In Britain, an officially Protestant nation where Catholics form the largest active denomination, the conservative Daily Telegraph warned that some of the church’s sternest critics had an anti-Catholic agenda.

“A minority wishes to destroy the church and will use pedophilia as a handy weapon to do so,” said the Telegraph, Britain’s top-circulation broadsheet. It argued that calls for the church to soften its policy of priestly celibacy represented a “gross fallacy.”

“A man does not become a pedophile for want of a wife,” the paper said. “It is common ground among psychologists that a typical offender against children is not a celibate clergyman but a married man.”

In Austria, too, church officials dismissed any connection between the policy of mandatory celibacy and the reality of deviant sexual behavior among a minority of priests.

“It must be mentioned that many cases of child abuse occur in families. There, the celibacy duty plays no role at all,” said Bishop Egon Kapellari of the diocese of Styria in southern Austria.

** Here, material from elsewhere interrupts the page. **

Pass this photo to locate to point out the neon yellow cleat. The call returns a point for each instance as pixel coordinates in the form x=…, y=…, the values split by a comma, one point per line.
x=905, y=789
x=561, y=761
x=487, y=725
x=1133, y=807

But the Irish Times questioned whether the church’s policies on the priesthood could withstand a future wave of scandals. It noted that ordinations had already fallen to unacceptable levels.

“The Vatican has clearly set its face against any move to change celibacy rules or to open up the question of women priests,” the Irish Times said. “In the longer term it is likely to find these issues cannot he held at bay and may come to be seen as the most rational way to renew the church.”